Callie didn’t resist. Relishing the feeling of being close to him, she actually let herself relax a little, resting against him. “I don’t have anyone to go to. Not for something like this.”
“Where’s your family?” He remembered that she glossed over her family life yesterday, but he’d had assumed she had someone. He had his parents, his brother and his family, and then his friends from the Army who he still kept in touch with. Jake wasn’t exactly a social butterfly, but he always had someone to rely on if he needed to. It never occurred to him Callie might truly have no one. It also seemed a bit absurd for him to say what he was suddenly thinking: she had him.
She shrugged. “My parents got divorced a long time ago, when I was just a baby, really. They only married because of me. My dad remarried…I never really knew him. My mom acts more like a teenager than a parent. She never wanted…she didn’t know what to do with me. Even if I could get a hold of her, she’d be useless. My grandmother — she’s the one who really took care of me — died. That’s really why I went to California. I had some friends there. But not really the type of friends that are for life. They were fun, but we all went our own way.
“So when I took the car, I didn’t have a plan. I had no destination. I just drove. I flipped a coin in Nevada to pick north or south when the road split. Heads was north, so I went north. And I got this far. That’s all.”

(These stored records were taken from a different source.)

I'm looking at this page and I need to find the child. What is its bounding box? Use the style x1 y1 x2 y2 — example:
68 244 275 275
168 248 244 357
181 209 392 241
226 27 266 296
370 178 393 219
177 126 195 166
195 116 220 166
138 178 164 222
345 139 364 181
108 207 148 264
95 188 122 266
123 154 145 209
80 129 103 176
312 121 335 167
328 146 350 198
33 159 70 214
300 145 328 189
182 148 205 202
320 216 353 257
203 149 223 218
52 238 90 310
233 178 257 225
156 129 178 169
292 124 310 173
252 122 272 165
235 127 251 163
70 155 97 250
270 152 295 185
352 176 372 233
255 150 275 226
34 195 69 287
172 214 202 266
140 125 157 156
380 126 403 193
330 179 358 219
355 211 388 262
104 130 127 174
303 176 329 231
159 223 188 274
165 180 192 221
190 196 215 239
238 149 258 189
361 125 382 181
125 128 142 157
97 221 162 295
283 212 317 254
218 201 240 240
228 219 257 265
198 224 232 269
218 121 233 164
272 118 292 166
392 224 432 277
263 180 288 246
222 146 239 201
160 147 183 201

“So I found you based on a coin flip?” Jake asked.
“Yeah. Lucky you.” Callie gave him a twisted smile.
That gave him an idea. He grabbed a quarter that was lying on the table next to him. “Okay, then. Hold out your hand.”
Puzzled, Callie did so. Jake put the quarter in her palm and closed her fingers over it. “Heads, you talk. Tails, you leave.”
Callie looked at the quarter, then at Jake. She wished she knew what he was thinking. She considered the coin for a moment, then shook her head. “I think this isn’t the sort of thing to leave to a coin flip.”
“No,” he agreed, and something in his expression made her heart warm. “It’s too important.” He squeezed her a little tighter and she smiled a little, looking into his eyes.
“You’re nice,” she said, meaning it.
“I try,” Jake responded, fighting an urge to kiss her. On the kitchen counter, his phone buzzed again. “Oh, for Christ’s sake,” he muttered. He got up, reluctantly thinking that whoever just called probably saved him from making a huge mistake, possibly even ruining Callie’s fragile level of trust in him.
It was Ty.
“Good timing,” Jake said dryly, in place of a greeting.
“What?”
“Nothing. What is it?”
“Just wanted to let you know that a body possibly matching Bellamy’s description has been found. Yesterday, actually. It was a John Doe. Gunshot to the head, hence the no ID. Guy didn’t have a face.”
“Where?”
“In a dumpster somewhere. It was obvious the body had been moved. I’ll make sure it’s checked against Bellamy’s info. Also,” Ty continued. “Foster hasn’t been seen since yesterday morning.We’ve got people who keep an eye on these things, and that’s a little unusual.I dropped a word to a few people in Homicide. They’re going to check Foster’s garage for evidence. Keep your eyes open.” The worry in Ty’s voice was palpable. “I wish I wasn’t stuck behind a desk. I can’t shake the feeling that you’ll need help.”
“He can’t know she’s here,” Jake protested, despite a tightening in his stomach. “I never put her name in the system.”
“Foster’s got plenty of people, and you can bet that half of them are doing nothing but looking for this girl, if she really saw what she says she saw.”
“No doubt about that,” Jake said. “She still working through the shock. You know the signs.” Ty, like Jake, was all too familiar with how people reacted to a trauma like a killing.
“Can’t sleep? Doesn’t want to talk about it, but can’t stop when she does?”
“Pretty much,” Jake confirmed. “But look, she’s as good as off the grid.”